Mature T-cell lymphomas are relatively rare, accounting for approximately 10% of non-Hodgkins lymphomas worldwide.They are more commonly seen in persons of Asian or Native American descent. It is critical that B-cell and T-cell lymphomas be differentiated from one another, as T-cell lymphomas are more aggressive, are treated with different chemotherapeutic agents, and have a much poorer response.The World Health Organization’s (WHO) Classification of Hematopoietic and Lymphoid Tumors stresses that immunophenotyping be an integal part of this process [1]. It is well known that B-cell lymphomas may co-express T-cell antigens (eg, CD43). It has also been shown that up to 40% of precursor T-cell neoplasms may show lineage infidelity by expressing B-cell markers such as CD79 and thar many may even express myeloid markers such as CD13 and CD33 [4,8,10]. However, mature T-cell neoplasms are generally considered to express only T-cell associated antigens.
We describe two cases of CD20 positive T-cell lymphomas. In both cases, immunohistochemstry showed the neoplastic cells to be positive for CD3, CD5, and CD20. Flow cytometry confirmed these results as well as demonstrating these cells to mark with other T-cell specific antigens, including CD4. Southern blot analysis of Case 1 showed a monoclonal rearrangement of the TCR beta gene and no rearrangement of the Immunoglobulin Heavy Chain (IHC) gene, while RT-PCR analysis of Case 2 showed monoclonal rearrangement of the TCR gamma gene.
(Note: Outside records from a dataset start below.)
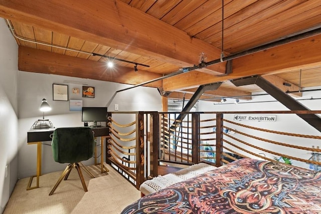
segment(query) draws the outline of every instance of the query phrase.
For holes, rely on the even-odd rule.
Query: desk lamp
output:
[[[51,107],[47,102],[47,100],[45,98],[42,99],[41,105],[40,106],[40,111],[43,112],[42,119],[36,120],[31,127],[32,129],[37,129],[41,128],[54,128],[52,123],[49,119],[45,119],[45,112],[51,110]]]

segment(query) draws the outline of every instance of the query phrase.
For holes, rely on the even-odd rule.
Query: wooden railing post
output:
[[[222,113],[216,114],[216,166],[223,164],[223,118]]]
[[[139,189],[144,182],[145,154],[144,153],[144,113],[139,111],[136,114],[136,188]]]
[[[192,162],[200,161],[200,114],[192,115]]]
[[[109,120],[108,119],[108,118],[109,118],[109,117],[110,117],[110,118],[111,118],[111,113],[110,112],[108,112],[107,113],[107,122],[106,123],[106,127],[108,128],[108,136],[109,136],[109,135],[110,134],[110,126],[108,125],[108,123],[111,123],[111,121]],[[108,164],[110,164],[111,163],[111,162],[110,162],[110,161],[109,159],[109,157],[111,157],[111,155],[110,155],[110,154],[109,154],[108,153],[108,147],[109,146],[109,145],[110,144],[110,143],[108,142],[108,140],[109,139],[110,139],[110,138],[106,138],[106,160],[105,160],[105,161],[106,161],[106,162]]]
[[[159,117],[157,112],[150,114],[150,174],[152,177],[158,174],[158,157],[159,155],[160,126]]]

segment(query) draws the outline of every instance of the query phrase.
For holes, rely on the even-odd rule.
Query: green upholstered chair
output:
[[[94,154],[96,141],[91,129],[88,127],[57,128],[53,134],[51,145],[55,161],[61,163],[69,163],[69,164],[55,184],[49,195],[54,193],[63,179],[67,180],[73,168],[77,169],[84,190],[87,191],[79,163],[81,163],[80,161],[91,158]]]

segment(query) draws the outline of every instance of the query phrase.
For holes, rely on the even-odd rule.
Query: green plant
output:
[[[281,162],[281,163],[285,163],[286,164],[292,165],[291,159],[287,157],[280,156],[279,158],[277,158],[276,157],[274,157],[274,160]]]

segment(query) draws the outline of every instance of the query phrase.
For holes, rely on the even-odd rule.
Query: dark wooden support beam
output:
[[[198,163],[200,161],[200,114],[192,115],[192,162]]]
[[[236,86],[255,84],[291,111],[310,110],[262,77],[256,76],[241,78],[234,80],[231,82]],[[313,114],[296,115],[321,132],[321,118],[318,116]]]
[[[223,114],[216,114],[216,166],[223,165]]]
[[[160,128],[159,127],[159,117],[157,112],[153,112],[150,114],[150,126],[149,130],[150,141],[151,140],[151,143],[150,144],[149,150],[152,152],[152,154],[149,155],[151,158],[150,160],[150,171],[151,174],[153,177],[156,177],[158,175],[158,157],[159,154],[159,133]],[[156,155],[155,151],[158,152]],[[147,152],[147,151],[146,151]],[[147,155],[147,153],[146,153]]]
[[[207,91],[213,91],[217,89],[222,84],[222,83],[210,83],[207,85],[202,85],[197,89],[194,94],[192,96],[191,99],[184,107],[182,113],[176,118],[176,121],[181,121],[185,118],[188,112],[189,112],[192,108],[195,105],[196,102],[200,99],[202,95]],[[175,129],[176,126],[178,125],[180,122],[175,122],[171,127],[171,129]]]

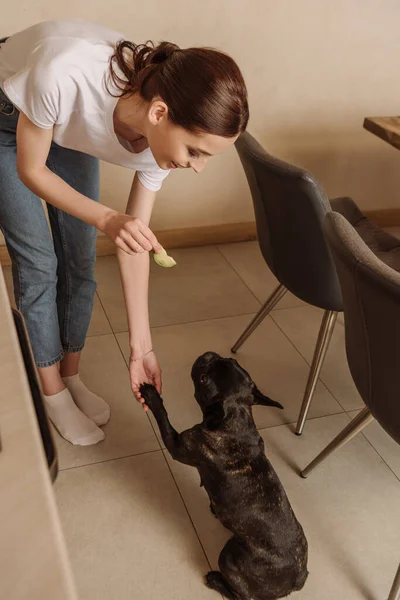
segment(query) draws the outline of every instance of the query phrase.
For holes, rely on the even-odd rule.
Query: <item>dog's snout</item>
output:
[[[219,354],[217,354],[216,352],[205,352],[204,354],[202,354],[201,356],[199,356],[199,358],[195,361],[193,368],[192,368],[192,377],[196,375],[196,373],[198,374],[199,371],[201,371],[202,369],[205,369],[210,363],[212,363],[214,360],[221,358]]]
[[[204,365],[208,365],[210,362],[216,360],[217,358],[221,357],[216,352],[206,352],[205,354],[203,354],[203,356],[200,356],[201,363]]]

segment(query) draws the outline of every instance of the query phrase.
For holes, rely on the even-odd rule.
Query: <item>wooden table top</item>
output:
[[[400,117],[367,117],[364,128],[400,150]]]

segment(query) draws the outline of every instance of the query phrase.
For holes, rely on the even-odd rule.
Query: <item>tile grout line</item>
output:
[[[227,265],[232,269],[232,271],[239,277],[240,281],[243,283],[243,285],[246,287],[246,289],[250,292],[250,294],[253,296],[253,298],[255,298],[257,300],[257,303],[259,304],[260,308],[262,306],[262,302],[257,298],[256,294],[253,292],[253,290],[247,285],[247,282],[243,279],[243,277],[240,275],[240,273],[235,269],[235,267],[233,266],[233,264],[227,259],[227,257],[225,256],[225,254],[222,252],[222,250],[220,250],[219,246],[216,246],[217,251],[220,253],[220,255],[222,256],[222,258],[225,260],[225,262],[227,263]]]
[[[311,305],[309,305],[311,306]],[[274,316],[272,314],[273,311],[271,311],[269,313],[269,315],[267,315],[268,317],[271,317],[271,319],[273,320],[273,322],[275,323],[275,325],[278,327],[279,331],[281,331],[283,333],[283,335],[285,336],[285,338],[290,342],[290,344],[293,346],[293,348],[296,350],[297,354],[299,356],[301,356],[301,358],[304,360],[304,362],[306,363],[306,365],[311,368],[310,363],[308,362],[308,360],[306,359],[306,357],[302,354],[302,352],[297,348],[297,346],[295,346],[294,342],[292,342],[292,340],[288,337],[288,335],[286,334],[286,332],[282,329],[282,327],[280,327],[279,323],[277,323],[274,319]],[[328,348],[329,350],[329,348]],[[325,356],[326,358],[326,356]],[[325,362],[325,361],[324,361]],[[322,365],[323,366],[323,365]],[[339,406],[342,408],[343,412],[346,412],[345,407],[343,406],[343,404],[340,402],[340,400],[335,396],[335,394],[328,388],[328,386],[325,384],[325,382],[321,379],[321,377],[318,377],[317,380],[317,385],[318,383],[320,383],[325,389],[326,391],[332,396],[332,398],[334,400],[336,400],[336,402],[339,404]],[[355,409],[357,410],[357,409]]]
[[[115,341],[117,342],[118,350],[119,350],[119,351],[120,351],[120,353],[121,353],[122,360],[124,361],[124,363],[125,363],[125,366],[126,366],[126,369],[127,369],[127,371],[128,371],[128,377],[130,378],[130,375],[129,375],[129,364],[128,364],[127,360],[125,359],[125,355],[124,355],[124,353],[123,353],[123,351],[122,351],[122,348],[121,348],[121,346],[120,346],[120,344],[119,344],[119,342],[118,342],[118,338],[117,338],[116,334],[115,334],[115,333],[113,333],[113,335],[114,335],[114,339],[115,339]],[[135,402],[137,402],[136,398],[135,398]],[[163,449],[163,448],[162,448],[162,446],[161,446],[161,442],[160,442],[160,440],[158,439],[158,436],[157,436],[156,430],[154,429],[153,423],[152,423],[152,421],[151,421],[151,419],[150,419],[149,411],[147,411],[147,412],[146,412],[146,417],[147,417],[147,420],[148,420],[148,421],[149,421],[149,423],[150,423],[150,427],[151,427],[151,429],[152,429],[152,431],[153,431],[154,437],[155,437],[155,438],[156,438],[156,440],[157,440],[157,444],[159,445],[159,447],[160,447],[160,450],[162,451],[162,449]]]
[[[184,498],[183,498],[183,495],[182,495],[181,489],[180,489],[180,487],[179,487],[179,485],[178,485],[178,483],[177,483],[177,481],[176,481],[176,479],[175,479],[175,476],[174,476],[174,474],[173,474],[173,472],[172,472],[172,469],[171,469],[171,467],[170,467],[170,465],[169,465],[169,462],[168,462],[168,460],[167,460],[167,457],[165,456],[165,452],[168,452],[168,450],[166,450],[166,449],[165,449],[165,450],[164,450],[164,449],[162,449],[162,450],[161,450],[161,452],[162,452],[162,454],[163,454],[163,457],[164,457],[165,463],[166,463],[166,465],[167,465],[167,468],[168,468],[168,470],[169,470],[169,472],[170,472],[170,475],[171,475],[171,477],[172,477],[172,479],[173,479],[173,481],[174,481],[174,483],[175,483],[175,487],[176,487],[176,489],[178,490],[178,494],[179,494],[179,496],[180,496],[180,498],[181,498],[181,500],[182,500],[183,506],[185,507],[185,511],[186,511],[186,513],[187,513],[187,516],[189,517],[189,520],[190,520],[190,522],[191,522],[191,524],[192,524],[192,527],[193,527],[193,529],[194,529],[194,532],[195,532],[195,534],[196,534],[196,537],[197,537],[197,539],[198,539],[198,542],[199,542],[199,544],[200,544],[200,546],[201,546],[201,549],[203,550],[204,557],[205,557],[205,559],[206,559],[206,561],[207,561],[207,564],[208,564],[208,566],[209,566],[209,568],[210,568],[210,570],[211,570],[211,569],[212,569],[212,567],[211,567],[211,563],[210,563],[210,561],[208,560],[208,556],[207,556],[207,553],[206,553],[206,551],[205,551],[205,548],[204,548],[204,546],[203,546],[203,543],[202,543],[202,541],[201,541],[201,539],[200,539],[200,536],[199,536],[199,534],[198,534],[198,532],[197,532],[196,526],[195,526],[195,524],[194,524],[194,522],[193,522],[193,519],[192,519],[192,517],[191,517],[191,515],[190,515],[189,509],[188,509],[188,507],[186,506],[186,502],[185,502],[185,500],[184,500]]]
[[[247,287],[247,289],[253,294],[253,296],[256,298],[256,300],[260,303],[260,306],[262,305],[261,302],[258,300],[257,296],[255,295],[255,293],[249,288],[249,286],[247,285],[247,283],[244,281],[244,279],[240,276],[240,274],[236,271],[236,269],[233,267],[233,265],[229,262],[229,260],[226,258],[226,256],[224,255],[224,253],[219,249],[219,247],[217,246],[217,250],[220,252],[220,254],[225,258],[226,262],[231,266],[231,268],[233,269],[233,271],[237,274],[237,276],[240,278],[241,281],[243,281],[244,285]],[[306,304],[306,306],[310,306],[308,304]],[[293,310],[293,308],[297,309],[297,308],[303,308],[303,306],[297,306],[297,307],[287,307],[285,308],[281,308],[278,310]],[[278,329],[283,333],[283,335],[286,337],[286,339],[290,342],[290,344],[293,346],[293,348],[296,350],[296,352],[298,353],[299,356],[301,356],[301,358],[305,361],[305,363],[311,367],[311,365],[308,363],[308,361],[306,360],[306,358],[303,356],[303,354],[300,352],[300,350],[294,345],[294,343],[292,342],[292,340],[286,335],[286,333],[283,331],[283,329],[279,326],[279,324],[275,321],[274,317],[273,317],[273,310],[271,310],[269,312],[269,314],[267,315],[267,317],[271,317],[271,319],[273,320],[273,322],[275,323],[275,325],[278,327]],[[336,398],[335,394],[333,394],[331,392],[331,390],[328,388],[327,385],[325,385],[324,381],[322,381],[322,379],[319,377],[318,381],[324,386],[324,388],[326,389],[326,391],[332,396],[332,398],[334,400],[336,400],[336,402],[339,404],[339,406],[342,408],[343,412],[346,412],[346,409],[344,408],[344,406],[341,404],[341,402]],[[317,381],[317,383],[318,383]]]
[[[357,410],[357,409],[356,409]],[[362,410],[362,409],[360,409]],[[353,411],[346,411],[347,416],[349,417],[349,419],[352,421],[354,419],[354,417],[352,417],[349,412],[353,412]],[[374,419],[376,421],[376,419]],[[376,421],[378,423],[378,421]],[[370,425],[370,423],[369,423]],[[379,425],[379,423],[378,423]],[[368,427],[368,425],[367,425]],[[365,427],[365,429],[367,429],[367,427]],[[382,428],[383,429],[383,428]],[[393,475],[396,477],[396,479],[400,482],[400,477],[397,475],[397,473],[395,471],[393,471],[392,467],[389,465],[388,462],[386,462],[386,460],[384,459],[384,457],[382,456],[382,454],[379,452],[379,450],[377,448],[375,448],[375,446],[373,445],[373,443],[367,438],[367,436],[364,434],[364,431],[360,431],[361,435],[364,437],[365,440],[367,440],[368,444],[371,446],[371,448],[373,450],[375,450],[375,452],[377,453],[377,455],[380,457],[380,459],[382,460],[382,462],[387,466],[387,468],[393,473]]]
[[[157,440],[158,442],[158,440]],[[59,473],[63,473],[64,471],[72,471],[73,469],[83,469],[84,467],[92,467],[94,465],[102,465],[103,463],[124,460],[125,458],[134,458],[136,456],[144,456],[146,454],[155,454],[156,452],[161,452],[161,448],[157,448],[156,450],[146,450],[145,452],[138,452],[137,454],[126,454],[124,456],[114,456],[113,458],[106,458],[104,460],[97,460],[96,462],[86,463],[84,465],[75,465],[74,467],[64,467],[63,469],[58,469]]]

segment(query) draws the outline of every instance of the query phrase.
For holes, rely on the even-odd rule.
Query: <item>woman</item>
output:
[[[122,41],[121,41],[122,40]],[[109,406],[79,378],[96,229],[117,246],[130,378],[161,391],[148,316],[148,225],[171,169],[200,173],[246,128],[243,77],[227,55],[137,46],[85,21],[40,23],[0,46],[0,226],[49,417],[78,445],[104,439]],[[136,171],[126,214],[98,203],[99,159]],[[51,233],[42,198],[47,203]]]

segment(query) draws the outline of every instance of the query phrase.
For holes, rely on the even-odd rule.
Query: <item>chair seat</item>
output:
[[[386,265],[400,272],[400,239],[390,235],[360,211],[351,198],[334,198],[332,210],[349,221],[371,251]]]

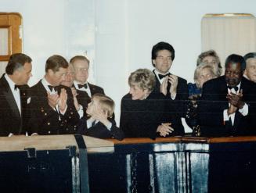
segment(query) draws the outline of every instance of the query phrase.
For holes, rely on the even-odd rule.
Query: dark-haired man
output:
[[[243,77],[245,60],[230,55],[225,75],[204,84],[199,103],[201,135],[251,135],[255,132],[256,85]]]
[[[74,87],[78,92],[78,100],[86,111],[88,104],[94,94],[104,94],[104,90],[87,81],[89,70],[89,60],[84,55],[75,55],[70,61],[74,70]]]
[[[24,134],[27,131],[31,62],[25,54],[13,54],[0,79],[0,136]]]
[[[181,118],[185,116],[186,111],[188,88],[185,79],[169,72],[175,55],[175,49],[167,42],[159,42],[152,48],[151,59],[155,68],[153,72],[157,80],[154,91],[163,93],[168,99],[168,111],[175,117],[176,127],[179,128],[179,130],[175,130],[173,134],[182,135],[184,128]]]
[[[60,85],[65,80],[68,63],[61,55],[49,57],[45,75],[31,89],[31,134],[73,134],[67,125],[76,125],[79,115],[74,105],[70,88]]]

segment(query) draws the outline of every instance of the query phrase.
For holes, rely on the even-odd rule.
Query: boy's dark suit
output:
[[[78,126],[78,134],[91,136],[97,138],[115,138],[122,140],[124,133],[116,126],[116,122],[113,119],[108,119],[111,122],[112,127],[109,130],[101,122],[98,122],[90,128],[87,128],[87,119],[83,117]]]
[[[20,88],[21,115],[11,88],[5,78],[0,78],[0,136],[24,134],[27,131],[28,86]]]
[[[204,83],[202,98],[199,102],[201,135],[230,136],[256,134],[256,84],[242,77],[240,90],[242,89],[242,101],[248,105],[248,114],[243,116],[237,109],[233,126],[231,120],[224,122],[223,119],[224,109],[229,109],[229,102],[226,98],[228,87],[225,76]]]
[[[153,72],[155,74],[156,77],[156,86],[153,92],[160,93],[160,83],[157,77],[157,74],[155,73],[155,70],[153,70]],[[178,77],[177,94],[174,100],[172,100],[171,98],[171,93],[169,91],[170,87],[171,84],[168,83],[167,88],[168,94],[165,97],[165,98],[168,100],[167,103],[168,107],[167,109],[168,111],[172,115],[172,116],[175,117],[176,123],[178,124],[177,127],[184,130],[181,118],[185,117],[185,114],[186,112],[186,102],[188,100],[189,97],[187,81],[185,79]]]
[[[31,102],[30,120],[31,133],[38,134],[62,134],[75,133],[67,127],[67,124],[76,125],[79,121],[79,115],[74,105],[73,95],[70,88],[58,86],[56,89],[59,94],[64,88],[67,93],[67,109],[64,115],[58,113],[48,104],[47,91],[41,80],[31,88]]]

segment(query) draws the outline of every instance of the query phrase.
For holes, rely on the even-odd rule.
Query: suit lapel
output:
[[[16,116],[18,119],[20,119],[20,111],[18,109],[18,105],[16,103],[12,90],[11,90],[7,80],[5,80],[5,78],[3,76],[1,78],[2,85],[5,88],[5,90],[2,91],[3,95],[5,98],[5,100],[7,101],[7,102],[8,102],[9,105],[10,106],[12,111],[13,112],[15,116]]]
PCR analysis for the presence of HTLV-1 and 2 was positive in Case 1.
Historically, CD20 has been regarded as a specific B-cell marker and has been used to distinguish B-cell from T-cell neoplasms. However, a small subset of non-neoplastic T-cells express CD20 weakly in disease-free individuals [11]. Two populations of CD20 positive cells can be demonstrated among all lymphocytes: bright CD20 and dim CD20.The bright CD20 cells show other markers consistent with normal B-cells while the dim CD20 cells are marked as T-cells. Two-thirds of the dim CD20 T-cells are CD8 positive while one-third are CD4 positive.This population of T-cells has a tendency to express the γδ TCR gene.
Although rare, CD20 expression in T-cell lymphoma/leukemia has been reported in 21 cases over the past two decades [2–9]. In 9 cases, TCR rearrangement studies were done, and all but one of these demonstrated a clonal population.The ninth case demonstrated only germline arrangement of the TCR gene. Of the 21 previously reported cases, 6 were CD8 positive, 3 were CD4 positive, one showed dual CD4/CD8 expression, one lacked expression of either marker, and detection of either antigen was not reported in 10 cases. Both of our cases were CD4 positive.
It is unknown whether CD20 positive T-cell lymphomas represent an aberrant expression of CD20 or are a malignant transformation of the minor subpopulation of normal CD20 positive T-cells previously discussed. In a report by Sun et al [3], lymphoma cells showed dim CD20 positivity in the lymph node, but were CD20 negative in skin metastases. One explanation for this was that CD20 was not an integral part of the lymphoma cells and was lost as the tumor progressed. A similar observation of loss of CD20 antigen was made by Kitamura et al [4] with a CD20 positive small bowel T-cell lymphoma, where metastatic tumor to the liver did not express CD20.These reports make definitive determination of the cell of origin of these lymphomas impossible at this time.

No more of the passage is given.